Monday, March 21, 2011

"Lonely Hearts"

A Villanelle poem has a very organized structure that must be followed exactly for it to be considered this kind of poem. The amount of stanzas, rhyme scheme, and lines all has to fall under the guidelines of a Villanelle poem. The lines specifically have to be repeated in certain orders leaving a unique tone to each poem. For example, the poem "Lonely Hearts" repeats a question at the end of every stanza. This depicts a tone of desperation or searching for affirmation. The tone continues through each stanza as different scenarios are described.
                The content of the poem is shared through different types of people that one might be searching for. The author, Wendy Cope, asks through an athletic man, a vegetarian, business executive, a homosexual, a Libran and ending with an all-inclusive tone of desperation for the different types.

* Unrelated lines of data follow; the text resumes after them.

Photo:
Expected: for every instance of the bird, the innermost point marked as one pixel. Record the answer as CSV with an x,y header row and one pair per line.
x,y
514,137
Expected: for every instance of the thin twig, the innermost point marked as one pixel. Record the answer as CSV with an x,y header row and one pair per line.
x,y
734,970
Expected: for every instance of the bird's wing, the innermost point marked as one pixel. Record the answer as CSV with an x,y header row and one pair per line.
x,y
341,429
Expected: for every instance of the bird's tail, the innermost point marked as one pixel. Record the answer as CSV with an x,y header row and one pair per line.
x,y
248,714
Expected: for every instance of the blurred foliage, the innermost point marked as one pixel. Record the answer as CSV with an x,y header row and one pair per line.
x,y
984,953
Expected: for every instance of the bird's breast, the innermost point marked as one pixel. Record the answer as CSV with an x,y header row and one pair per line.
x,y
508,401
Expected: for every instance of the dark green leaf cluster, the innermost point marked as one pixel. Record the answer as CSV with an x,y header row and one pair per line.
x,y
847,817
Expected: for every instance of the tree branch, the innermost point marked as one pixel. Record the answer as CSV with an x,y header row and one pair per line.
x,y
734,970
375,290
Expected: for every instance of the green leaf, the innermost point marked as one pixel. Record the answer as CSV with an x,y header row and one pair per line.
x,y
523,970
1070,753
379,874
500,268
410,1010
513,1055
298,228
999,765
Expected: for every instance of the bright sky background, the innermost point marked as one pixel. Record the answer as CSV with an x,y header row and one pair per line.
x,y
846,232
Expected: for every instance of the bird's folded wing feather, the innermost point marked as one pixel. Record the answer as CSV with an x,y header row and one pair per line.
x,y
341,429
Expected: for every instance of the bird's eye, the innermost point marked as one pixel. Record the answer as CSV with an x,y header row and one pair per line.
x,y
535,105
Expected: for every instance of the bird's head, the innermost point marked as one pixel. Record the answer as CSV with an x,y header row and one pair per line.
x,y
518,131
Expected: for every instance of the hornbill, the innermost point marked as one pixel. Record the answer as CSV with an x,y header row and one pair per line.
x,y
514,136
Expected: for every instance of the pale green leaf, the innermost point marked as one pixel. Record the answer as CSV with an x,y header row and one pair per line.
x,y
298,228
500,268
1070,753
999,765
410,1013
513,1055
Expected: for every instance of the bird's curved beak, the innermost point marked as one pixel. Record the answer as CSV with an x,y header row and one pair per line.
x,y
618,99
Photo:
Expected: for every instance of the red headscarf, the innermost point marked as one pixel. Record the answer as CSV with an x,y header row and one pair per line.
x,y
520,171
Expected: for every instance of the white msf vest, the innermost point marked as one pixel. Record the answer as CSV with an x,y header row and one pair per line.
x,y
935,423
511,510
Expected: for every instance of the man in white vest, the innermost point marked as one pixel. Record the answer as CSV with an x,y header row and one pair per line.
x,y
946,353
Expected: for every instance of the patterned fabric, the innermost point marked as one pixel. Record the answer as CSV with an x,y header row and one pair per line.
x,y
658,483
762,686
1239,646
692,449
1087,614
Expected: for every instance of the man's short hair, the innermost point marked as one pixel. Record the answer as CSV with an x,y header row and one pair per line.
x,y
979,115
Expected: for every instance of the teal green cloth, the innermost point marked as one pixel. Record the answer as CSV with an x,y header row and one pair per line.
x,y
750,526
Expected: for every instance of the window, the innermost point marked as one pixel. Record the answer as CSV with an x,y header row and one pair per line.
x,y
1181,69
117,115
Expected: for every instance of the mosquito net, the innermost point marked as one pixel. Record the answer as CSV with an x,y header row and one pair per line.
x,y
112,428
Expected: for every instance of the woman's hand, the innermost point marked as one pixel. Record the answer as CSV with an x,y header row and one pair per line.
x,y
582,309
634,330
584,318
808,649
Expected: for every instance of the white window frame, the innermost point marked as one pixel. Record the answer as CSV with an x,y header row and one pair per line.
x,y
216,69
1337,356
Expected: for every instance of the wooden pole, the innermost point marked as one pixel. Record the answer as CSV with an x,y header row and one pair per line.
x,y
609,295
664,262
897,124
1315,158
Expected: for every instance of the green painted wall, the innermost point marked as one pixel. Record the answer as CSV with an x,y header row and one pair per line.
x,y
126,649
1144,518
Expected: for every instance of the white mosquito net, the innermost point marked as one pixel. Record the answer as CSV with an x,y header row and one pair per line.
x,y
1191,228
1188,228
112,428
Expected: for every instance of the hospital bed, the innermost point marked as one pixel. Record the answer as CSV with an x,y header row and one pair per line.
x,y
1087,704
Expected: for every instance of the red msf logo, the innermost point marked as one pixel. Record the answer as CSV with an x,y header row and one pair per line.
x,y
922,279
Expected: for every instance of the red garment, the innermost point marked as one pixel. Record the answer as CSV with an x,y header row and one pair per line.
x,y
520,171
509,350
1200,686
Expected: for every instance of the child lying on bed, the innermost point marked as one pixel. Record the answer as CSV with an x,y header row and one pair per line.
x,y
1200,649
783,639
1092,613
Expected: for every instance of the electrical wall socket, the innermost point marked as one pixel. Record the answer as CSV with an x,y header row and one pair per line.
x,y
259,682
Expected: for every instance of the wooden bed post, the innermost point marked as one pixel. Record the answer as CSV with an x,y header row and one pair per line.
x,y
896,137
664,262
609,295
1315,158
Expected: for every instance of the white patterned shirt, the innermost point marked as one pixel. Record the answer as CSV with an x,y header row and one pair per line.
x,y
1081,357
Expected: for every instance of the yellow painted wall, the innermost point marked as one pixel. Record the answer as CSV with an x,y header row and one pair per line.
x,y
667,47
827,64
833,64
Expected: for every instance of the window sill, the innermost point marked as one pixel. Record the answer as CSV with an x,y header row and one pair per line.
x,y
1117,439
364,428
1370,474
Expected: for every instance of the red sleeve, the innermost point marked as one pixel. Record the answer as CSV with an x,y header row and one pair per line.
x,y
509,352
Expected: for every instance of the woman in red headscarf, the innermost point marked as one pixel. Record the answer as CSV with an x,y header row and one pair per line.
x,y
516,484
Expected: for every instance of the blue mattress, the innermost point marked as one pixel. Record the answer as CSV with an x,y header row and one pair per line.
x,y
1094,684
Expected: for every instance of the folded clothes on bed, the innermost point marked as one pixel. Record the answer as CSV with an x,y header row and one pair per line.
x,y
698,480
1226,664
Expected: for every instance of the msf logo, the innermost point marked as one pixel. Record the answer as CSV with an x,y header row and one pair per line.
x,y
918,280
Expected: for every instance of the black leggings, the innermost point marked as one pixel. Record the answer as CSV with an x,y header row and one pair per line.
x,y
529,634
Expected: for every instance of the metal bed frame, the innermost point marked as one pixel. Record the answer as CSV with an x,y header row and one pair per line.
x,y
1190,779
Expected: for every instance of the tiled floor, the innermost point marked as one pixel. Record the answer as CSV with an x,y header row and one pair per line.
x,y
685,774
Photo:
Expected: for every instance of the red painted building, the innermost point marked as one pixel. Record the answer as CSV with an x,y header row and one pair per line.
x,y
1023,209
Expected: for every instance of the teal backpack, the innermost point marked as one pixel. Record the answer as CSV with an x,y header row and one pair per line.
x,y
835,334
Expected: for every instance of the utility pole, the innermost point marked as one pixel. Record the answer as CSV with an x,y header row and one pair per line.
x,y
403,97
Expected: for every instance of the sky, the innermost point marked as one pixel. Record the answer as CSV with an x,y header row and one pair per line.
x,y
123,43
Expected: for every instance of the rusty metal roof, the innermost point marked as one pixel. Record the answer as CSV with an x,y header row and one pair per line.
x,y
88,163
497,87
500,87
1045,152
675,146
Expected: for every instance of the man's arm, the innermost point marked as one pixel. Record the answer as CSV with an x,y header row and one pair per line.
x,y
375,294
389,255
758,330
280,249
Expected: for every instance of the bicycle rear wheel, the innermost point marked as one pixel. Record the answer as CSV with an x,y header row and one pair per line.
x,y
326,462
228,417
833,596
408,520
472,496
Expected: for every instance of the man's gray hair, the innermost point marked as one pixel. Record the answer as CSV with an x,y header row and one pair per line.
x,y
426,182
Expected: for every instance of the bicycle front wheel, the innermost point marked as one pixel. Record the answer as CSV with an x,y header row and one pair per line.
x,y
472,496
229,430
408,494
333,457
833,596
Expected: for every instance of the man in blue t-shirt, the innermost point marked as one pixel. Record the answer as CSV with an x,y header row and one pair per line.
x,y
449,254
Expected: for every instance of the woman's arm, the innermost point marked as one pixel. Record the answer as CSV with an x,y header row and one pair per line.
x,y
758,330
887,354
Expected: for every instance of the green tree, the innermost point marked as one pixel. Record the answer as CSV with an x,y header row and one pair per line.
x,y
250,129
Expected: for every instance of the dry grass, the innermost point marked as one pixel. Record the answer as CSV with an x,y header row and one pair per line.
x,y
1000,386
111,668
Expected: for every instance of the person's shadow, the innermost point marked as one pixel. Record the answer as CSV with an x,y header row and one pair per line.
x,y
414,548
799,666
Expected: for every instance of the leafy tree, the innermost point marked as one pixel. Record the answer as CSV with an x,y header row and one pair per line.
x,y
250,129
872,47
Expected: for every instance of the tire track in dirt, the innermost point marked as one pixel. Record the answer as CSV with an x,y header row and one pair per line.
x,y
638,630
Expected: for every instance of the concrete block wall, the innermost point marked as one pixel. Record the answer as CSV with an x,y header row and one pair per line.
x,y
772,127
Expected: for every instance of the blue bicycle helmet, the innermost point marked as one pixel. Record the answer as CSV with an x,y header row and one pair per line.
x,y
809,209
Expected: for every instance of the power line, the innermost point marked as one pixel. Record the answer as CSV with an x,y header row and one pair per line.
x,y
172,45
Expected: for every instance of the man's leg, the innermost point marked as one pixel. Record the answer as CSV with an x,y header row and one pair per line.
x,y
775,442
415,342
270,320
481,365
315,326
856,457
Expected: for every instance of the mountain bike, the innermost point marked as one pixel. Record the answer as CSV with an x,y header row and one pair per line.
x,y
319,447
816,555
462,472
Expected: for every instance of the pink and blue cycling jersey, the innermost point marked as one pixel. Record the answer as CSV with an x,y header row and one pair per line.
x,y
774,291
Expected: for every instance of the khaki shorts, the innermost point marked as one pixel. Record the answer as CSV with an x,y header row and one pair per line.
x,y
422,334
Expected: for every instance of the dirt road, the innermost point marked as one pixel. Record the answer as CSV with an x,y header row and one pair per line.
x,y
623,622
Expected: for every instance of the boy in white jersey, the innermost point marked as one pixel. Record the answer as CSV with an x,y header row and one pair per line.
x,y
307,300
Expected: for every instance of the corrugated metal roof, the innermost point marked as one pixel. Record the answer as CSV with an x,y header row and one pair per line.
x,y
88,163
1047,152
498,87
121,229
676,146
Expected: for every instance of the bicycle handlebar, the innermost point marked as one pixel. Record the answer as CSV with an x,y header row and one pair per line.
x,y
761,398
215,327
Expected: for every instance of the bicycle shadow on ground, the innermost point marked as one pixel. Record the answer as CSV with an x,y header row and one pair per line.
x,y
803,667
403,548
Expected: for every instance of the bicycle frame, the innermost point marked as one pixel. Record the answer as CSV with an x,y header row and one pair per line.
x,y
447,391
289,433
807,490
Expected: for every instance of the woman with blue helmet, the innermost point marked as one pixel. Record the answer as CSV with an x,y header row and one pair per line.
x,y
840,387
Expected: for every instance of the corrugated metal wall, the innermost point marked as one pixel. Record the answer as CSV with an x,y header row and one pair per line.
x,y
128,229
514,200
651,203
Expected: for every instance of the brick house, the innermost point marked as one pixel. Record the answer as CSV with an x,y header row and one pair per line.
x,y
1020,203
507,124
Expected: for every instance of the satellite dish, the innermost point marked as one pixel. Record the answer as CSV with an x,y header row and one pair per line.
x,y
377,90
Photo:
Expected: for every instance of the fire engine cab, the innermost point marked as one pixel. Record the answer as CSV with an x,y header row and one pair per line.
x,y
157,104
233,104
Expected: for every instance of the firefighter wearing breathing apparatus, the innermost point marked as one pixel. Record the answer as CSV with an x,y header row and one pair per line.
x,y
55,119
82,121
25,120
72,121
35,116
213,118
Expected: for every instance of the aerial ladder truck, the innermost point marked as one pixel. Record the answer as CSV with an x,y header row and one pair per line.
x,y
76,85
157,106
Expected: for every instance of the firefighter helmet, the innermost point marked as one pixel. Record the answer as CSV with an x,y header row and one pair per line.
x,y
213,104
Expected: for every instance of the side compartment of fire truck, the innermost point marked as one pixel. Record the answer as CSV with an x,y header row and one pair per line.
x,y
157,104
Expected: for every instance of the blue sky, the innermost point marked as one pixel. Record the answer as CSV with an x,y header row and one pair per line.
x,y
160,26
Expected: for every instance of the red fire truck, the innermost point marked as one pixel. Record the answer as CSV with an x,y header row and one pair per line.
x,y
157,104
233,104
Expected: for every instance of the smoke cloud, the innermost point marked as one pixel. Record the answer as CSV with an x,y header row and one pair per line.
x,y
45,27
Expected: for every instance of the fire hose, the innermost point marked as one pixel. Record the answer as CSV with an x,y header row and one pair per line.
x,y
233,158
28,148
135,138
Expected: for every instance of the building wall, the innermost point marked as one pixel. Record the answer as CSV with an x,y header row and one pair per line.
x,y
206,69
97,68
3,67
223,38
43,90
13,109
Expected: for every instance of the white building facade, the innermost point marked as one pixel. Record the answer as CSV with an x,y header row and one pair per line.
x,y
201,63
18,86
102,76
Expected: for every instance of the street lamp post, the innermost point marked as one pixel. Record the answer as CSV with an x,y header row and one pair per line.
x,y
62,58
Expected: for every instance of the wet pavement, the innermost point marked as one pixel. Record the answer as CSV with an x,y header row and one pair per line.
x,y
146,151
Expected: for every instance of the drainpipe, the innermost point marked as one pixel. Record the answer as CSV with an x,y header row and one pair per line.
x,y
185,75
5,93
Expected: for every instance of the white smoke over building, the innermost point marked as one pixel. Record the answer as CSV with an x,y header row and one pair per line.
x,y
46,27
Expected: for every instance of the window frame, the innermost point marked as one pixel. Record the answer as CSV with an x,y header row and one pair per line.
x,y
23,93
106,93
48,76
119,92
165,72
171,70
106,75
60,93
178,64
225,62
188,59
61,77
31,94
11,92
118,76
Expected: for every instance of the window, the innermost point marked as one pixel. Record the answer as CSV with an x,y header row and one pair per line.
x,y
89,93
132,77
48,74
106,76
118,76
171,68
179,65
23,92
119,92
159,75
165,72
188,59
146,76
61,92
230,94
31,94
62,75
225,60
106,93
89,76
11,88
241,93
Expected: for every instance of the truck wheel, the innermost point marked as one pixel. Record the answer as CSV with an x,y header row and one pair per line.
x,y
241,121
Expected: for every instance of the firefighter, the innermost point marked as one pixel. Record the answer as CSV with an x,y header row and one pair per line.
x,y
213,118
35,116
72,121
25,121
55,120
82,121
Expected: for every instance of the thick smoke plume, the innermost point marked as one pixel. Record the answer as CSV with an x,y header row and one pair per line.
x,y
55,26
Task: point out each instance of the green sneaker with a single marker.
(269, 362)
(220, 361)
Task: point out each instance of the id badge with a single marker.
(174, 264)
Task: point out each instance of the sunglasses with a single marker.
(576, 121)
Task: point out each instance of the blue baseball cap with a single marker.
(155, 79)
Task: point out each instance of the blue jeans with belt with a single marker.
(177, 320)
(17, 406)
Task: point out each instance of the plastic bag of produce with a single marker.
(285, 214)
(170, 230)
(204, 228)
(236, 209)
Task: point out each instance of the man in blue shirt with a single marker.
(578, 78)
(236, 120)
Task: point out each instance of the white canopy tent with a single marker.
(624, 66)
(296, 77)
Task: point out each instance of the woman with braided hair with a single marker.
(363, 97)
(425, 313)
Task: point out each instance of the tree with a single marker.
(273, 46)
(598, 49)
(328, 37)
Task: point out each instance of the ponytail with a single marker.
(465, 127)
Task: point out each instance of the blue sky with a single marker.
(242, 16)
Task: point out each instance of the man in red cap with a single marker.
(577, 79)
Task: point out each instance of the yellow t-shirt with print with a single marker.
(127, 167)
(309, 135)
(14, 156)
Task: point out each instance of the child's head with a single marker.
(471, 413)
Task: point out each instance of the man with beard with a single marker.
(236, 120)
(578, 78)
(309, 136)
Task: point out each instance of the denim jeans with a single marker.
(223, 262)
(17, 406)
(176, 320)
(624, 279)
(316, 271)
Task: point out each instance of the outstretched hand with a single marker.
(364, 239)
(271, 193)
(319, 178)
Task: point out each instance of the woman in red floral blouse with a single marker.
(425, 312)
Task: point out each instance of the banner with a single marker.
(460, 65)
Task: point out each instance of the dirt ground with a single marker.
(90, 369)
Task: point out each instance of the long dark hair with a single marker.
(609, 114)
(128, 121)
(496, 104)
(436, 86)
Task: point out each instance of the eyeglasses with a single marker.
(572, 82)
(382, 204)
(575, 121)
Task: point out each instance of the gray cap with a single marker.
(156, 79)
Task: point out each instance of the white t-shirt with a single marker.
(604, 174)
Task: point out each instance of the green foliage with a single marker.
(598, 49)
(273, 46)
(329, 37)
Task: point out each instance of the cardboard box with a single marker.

These rhetorical questions leave an open-ended wonderment coming from all kinds of people. Cope took a universal question that each person wonders, "is there someone out there for me?" and placed it into genres.

Monday, March 7, 2011

"Ode on a Grecian Urn"


This ode is driven through the emotions Yeats sees while looking at an urn. Urns typically have scenes painted on them telling a story or just a painting of a special, meaningful place. Yeats depicts these scenes through the emotional tags he feels to each. He utilizes these places to take him to a deeper place of thinking. He splits each scene into five stanzas and ties a romantic twist to them.
         The in general the poem is reflecting his belief of love and the innocence of it. He begins with talking about a bride and then on to someone that has never been kissed. It clearly expresses meditation on love and what it should look like, being happy and blissful. He structures it into five stanzas; ten lines each with a rhyme scheme of ABABCDEDCE. One of Yeats main devices is rhetorical questions that he places throughout the whole poem.